Mais ce torrent d'émotion aussi respectable soit-il, avait quelque peu inhibé la mémoire des fans. Du moins des plus anciens. En pleine bataille Master System/Nes, des pièces maîtresses du catalogue de jeux Sega avaient déjà été adaptées chez l'ennemi intime. Et pas des moindres : Shinobi, After Burner, Alien Syndrome... Cette impertinence reposait-elle sur une stratégie d'ouverture à la concurrence ? Balayé aux USA comme au Japon (l'Europe était négligée par Nintendo), l'avenir du statut de fabricant semblait déjà en sursis, cette politique commerciale faisait donc sens.
 
C'était vite oublié Tengen, le bras armé d'Atari et accessoirement l'enfant terrible de cette industrie.
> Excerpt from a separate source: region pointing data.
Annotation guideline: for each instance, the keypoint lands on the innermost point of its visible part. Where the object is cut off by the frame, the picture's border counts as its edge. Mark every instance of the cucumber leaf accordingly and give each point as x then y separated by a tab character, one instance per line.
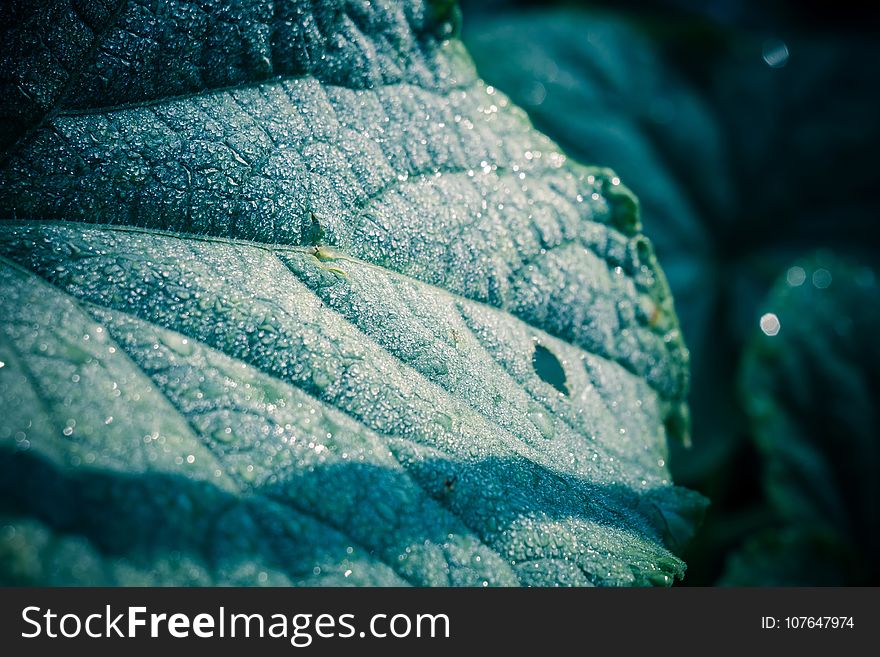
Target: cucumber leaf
291	297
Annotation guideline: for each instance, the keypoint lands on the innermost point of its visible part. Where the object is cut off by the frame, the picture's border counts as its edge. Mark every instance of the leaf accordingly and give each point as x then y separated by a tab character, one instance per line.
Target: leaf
198	392
597	84
809	383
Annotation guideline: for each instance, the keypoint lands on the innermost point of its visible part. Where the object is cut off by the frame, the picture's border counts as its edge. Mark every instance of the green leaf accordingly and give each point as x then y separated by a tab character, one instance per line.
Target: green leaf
600	87
809	385
315	306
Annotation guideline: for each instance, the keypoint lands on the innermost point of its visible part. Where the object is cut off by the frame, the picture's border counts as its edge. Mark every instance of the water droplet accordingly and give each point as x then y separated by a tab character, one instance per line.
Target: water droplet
796	276
770	324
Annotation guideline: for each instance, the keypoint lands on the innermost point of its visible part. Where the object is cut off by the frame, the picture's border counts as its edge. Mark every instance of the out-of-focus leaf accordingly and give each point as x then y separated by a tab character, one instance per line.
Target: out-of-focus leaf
810	384
274	316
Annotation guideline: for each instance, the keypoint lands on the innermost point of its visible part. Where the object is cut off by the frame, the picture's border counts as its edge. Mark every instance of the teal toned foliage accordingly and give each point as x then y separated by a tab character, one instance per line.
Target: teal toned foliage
316	306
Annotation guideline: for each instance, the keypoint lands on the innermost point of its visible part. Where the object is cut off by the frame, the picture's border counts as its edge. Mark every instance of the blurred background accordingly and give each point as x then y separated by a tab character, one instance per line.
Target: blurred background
751	133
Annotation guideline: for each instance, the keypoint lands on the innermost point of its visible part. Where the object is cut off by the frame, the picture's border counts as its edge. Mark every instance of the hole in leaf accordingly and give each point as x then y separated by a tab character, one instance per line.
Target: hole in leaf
548	367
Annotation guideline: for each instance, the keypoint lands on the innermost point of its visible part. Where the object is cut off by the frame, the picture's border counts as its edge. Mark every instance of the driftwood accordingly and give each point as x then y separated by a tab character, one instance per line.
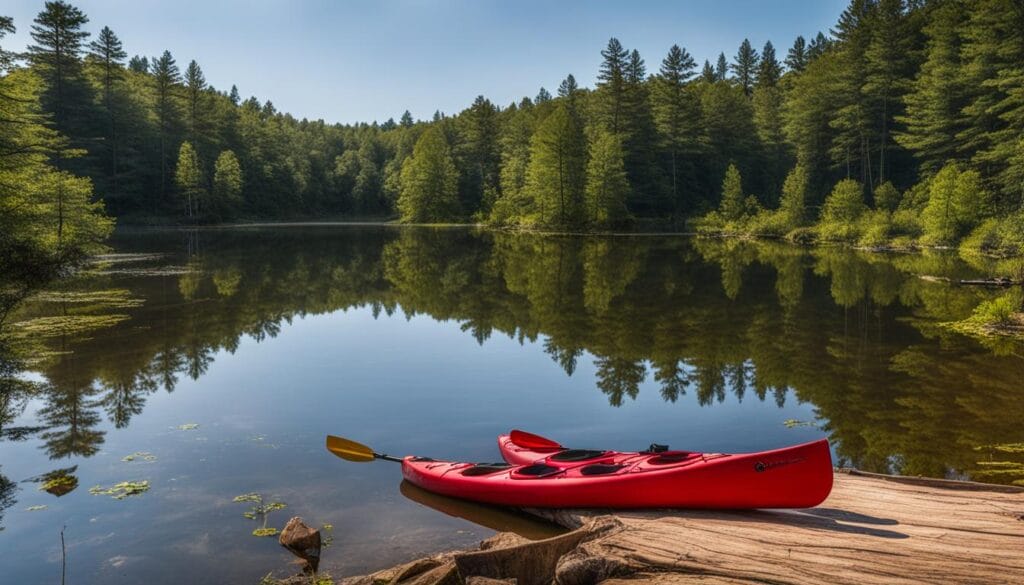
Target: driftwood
870	530
993	282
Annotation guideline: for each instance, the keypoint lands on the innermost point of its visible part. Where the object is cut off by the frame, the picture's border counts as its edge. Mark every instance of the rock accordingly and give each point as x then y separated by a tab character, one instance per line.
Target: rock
302	541
299	537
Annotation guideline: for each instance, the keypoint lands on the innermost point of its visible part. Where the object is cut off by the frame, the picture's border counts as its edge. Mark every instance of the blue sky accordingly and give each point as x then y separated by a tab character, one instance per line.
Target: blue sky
364	60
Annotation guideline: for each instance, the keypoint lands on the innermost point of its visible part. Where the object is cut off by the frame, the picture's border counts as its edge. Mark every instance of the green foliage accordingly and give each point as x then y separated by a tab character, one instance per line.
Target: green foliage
956	203
556	173
188	178
607	185
733	206
429	181
842	212
226	182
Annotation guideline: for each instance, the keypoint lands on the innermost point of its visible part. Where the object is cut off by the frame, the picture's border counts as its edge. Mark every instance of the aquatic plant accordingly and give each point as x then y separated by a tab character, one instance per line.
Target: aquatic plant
143	455
259	510
122	490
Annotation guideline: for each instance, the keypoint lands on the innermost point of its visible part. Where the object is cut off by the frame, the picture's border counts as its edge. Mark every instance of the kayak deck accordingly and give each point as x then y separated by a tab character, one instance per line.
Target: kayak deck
791	477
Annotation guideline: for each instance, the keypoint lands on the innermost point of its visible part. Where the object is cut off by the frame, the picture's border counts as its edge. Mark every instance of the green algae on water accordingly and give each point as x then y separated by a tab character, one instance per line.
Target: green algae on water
122	490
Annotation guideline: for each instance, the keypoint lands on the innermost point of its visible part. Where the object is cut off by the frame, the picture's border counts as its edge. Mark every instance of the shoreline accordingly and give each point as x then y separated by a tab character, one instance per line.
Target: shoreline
872	529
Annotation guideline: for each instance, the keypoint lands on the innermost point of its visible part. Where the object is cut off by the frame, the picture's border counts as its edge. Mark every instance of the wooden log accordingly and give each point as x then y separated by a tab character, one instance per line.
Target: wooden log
870	530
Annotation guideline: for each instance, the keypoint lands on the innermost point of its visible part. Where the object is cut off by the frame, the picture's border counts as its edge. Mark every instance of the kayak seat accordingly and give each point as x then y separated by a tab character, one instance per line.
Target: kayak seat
600	469
672	457
485	469
577	455
538	470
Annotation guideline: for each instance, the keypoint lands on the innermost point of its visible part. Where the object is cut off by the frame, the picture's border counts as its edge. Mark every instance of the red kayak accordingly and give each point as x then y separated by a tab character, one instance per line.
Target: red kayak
542	473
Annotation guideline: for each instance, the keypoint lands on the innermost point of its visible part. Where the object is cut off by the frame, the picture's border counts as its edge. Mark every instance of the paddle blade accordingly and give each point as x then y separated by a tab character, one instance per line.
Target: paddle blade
530	441
349	449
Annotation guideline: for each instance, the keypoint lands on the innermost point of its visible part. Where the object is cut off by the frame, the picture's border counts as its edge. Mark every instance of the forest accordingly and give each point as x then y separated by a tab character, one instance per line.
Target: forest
902	126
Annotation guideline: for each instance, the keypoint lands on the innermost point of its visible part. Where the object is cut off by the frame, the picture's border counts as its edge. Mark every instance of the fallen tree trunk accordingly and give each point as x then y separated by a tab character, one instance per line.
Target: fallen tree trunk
872	529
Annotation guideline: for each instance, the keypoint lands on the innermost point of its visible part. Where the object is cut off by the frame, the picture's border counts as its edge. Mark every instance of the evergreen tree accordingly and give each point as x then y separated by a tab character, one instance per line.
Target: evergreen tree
932	121
226	182
956	203
732	206
769	70
482	156
56	55
107	49
607	185
611	86
165	80
557	170
188	178
745	67
429	180
796	59
676	114
721	68
195	86
139	64
793	205
708	73
819	44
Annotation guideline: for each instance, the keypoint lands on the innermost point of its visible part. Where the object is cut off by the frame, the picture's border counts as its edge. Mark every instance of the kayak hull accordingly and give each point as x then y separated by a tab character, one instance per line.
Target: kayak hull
793	477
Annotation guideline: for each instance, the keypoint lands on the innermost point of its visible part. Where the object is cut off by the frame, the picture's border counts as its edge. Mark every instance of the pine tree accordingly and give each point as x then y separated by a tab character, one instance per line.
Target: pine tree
188	178
55	54
226	182
796	59
956	203
993	118
481	155
819	44
195	86
708	73
607	185
139	64
557	172
676	114
107	49
933	121
721	68
793	205
429	180
769	70
611	86
165	80
745	67
732	206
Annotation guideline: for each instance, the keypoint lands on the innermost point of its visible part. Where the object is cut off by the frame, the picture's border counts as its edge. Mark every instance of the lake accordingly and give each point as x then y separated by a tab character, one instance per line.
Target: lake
211	364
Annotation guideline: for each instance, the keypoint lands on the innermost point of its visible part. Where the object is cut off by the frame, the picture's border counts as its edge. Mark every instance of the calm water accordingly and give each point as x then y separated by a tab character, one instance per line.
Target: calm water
228	354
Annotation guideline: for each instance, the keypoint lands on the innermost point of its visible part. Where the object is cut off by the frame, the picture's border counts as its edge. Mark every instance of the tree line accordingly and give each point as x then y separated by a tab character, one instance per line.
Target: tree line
902	124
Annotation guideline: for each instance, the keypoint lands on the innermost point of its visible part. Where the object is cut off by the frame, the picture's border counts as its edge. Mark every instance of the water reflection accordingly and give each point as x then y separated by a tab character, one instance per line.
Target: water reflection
857	335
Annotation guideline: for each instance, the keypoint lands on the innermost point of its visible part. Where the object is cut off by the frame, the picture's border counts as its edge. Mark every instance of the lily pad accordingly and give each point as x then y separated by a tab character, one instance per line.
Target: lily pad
143	455
122	490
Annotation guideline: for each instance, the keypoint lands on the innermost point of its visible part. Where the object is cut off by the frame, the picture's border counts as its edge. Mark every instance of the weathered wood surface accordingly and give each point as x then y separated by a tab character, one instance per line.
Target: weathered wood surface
870	530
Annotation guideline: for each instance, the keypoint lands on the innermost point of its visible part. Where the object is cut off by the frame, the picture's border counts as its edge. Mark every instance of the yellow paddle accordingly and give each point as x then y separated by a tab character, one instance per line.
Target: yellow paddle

L'éditeur par qui le scandale arrive, faisant fit des règles les plus élémentaires au bénéfice d'intérêts bassement financiers. À cette époque, la filiale d'Atari était spécialisée dans la localisation de jeux en provenance du Japon. Des éditeurs tels que Namco, Sunsoft avaient signé des accords pour la transposition sur console NES de leurs titres à destination des États-Unis. L'avidité démesurée de Tengen conduisit l'éditeur indélicat à transgresser la politique éditoriale de Nintendo, appelée 10NES. Celle-ci consistait à plafonner la production de jeux vidéo sur la console star du fabricant. Obsédée jusqu'à l'excès de préserver l'intégrité du marché face à la menace d'un possible nouveau crash, Nintendo avait verrouillé la concurrence.
 
 
Les tentatives de contestation judiciaire se soldèrent par un échec. Tengen opta donc pour l'illégalité. Sans aucune licence éditoriale obtenue de la part de Sega et encore moins de Nintendo, la filiale d'Atari publia Shinobi sur NES en 1989. Exclusivement destinée au marché nord-américain, cette version réussissait l'exploit d'être inférieure à l'originale publiée sur Master System. Étant donné que le format 8bits de Sega faisait de la figuration aux États-Unis (à peine 4% du marché US), et que la présence du fabricant sur ce territoire était encore embryonnaire (pas de siège), le fabricant japonais n'agira pas dans l'immédiat. Une aubaine pour Tengen qui se dépêcha de lancer d'autres jeux (After Burner...). Le logo de Sega ne s'affichait pas réellement avant le démarrage des jeux NES développés illégalement par Tengen. L'écran titre mentionnait un prudent "copyright Sega" (en lieu et place de "licensed by Sega") afin de déjouer un probable procès.
 
 
Avant que l'initiative de Tengen ne tourne au règlement de compte judiciaire avec le constructeur nippon, les plus anciens d'entre les joueurs avaient ainsi pu jouer à des jeux Sega sur une console concurrente, et ce dès la fin des années 80. Une situation caustique et malheureusement auto-réalisatrice vingt ans plus tard...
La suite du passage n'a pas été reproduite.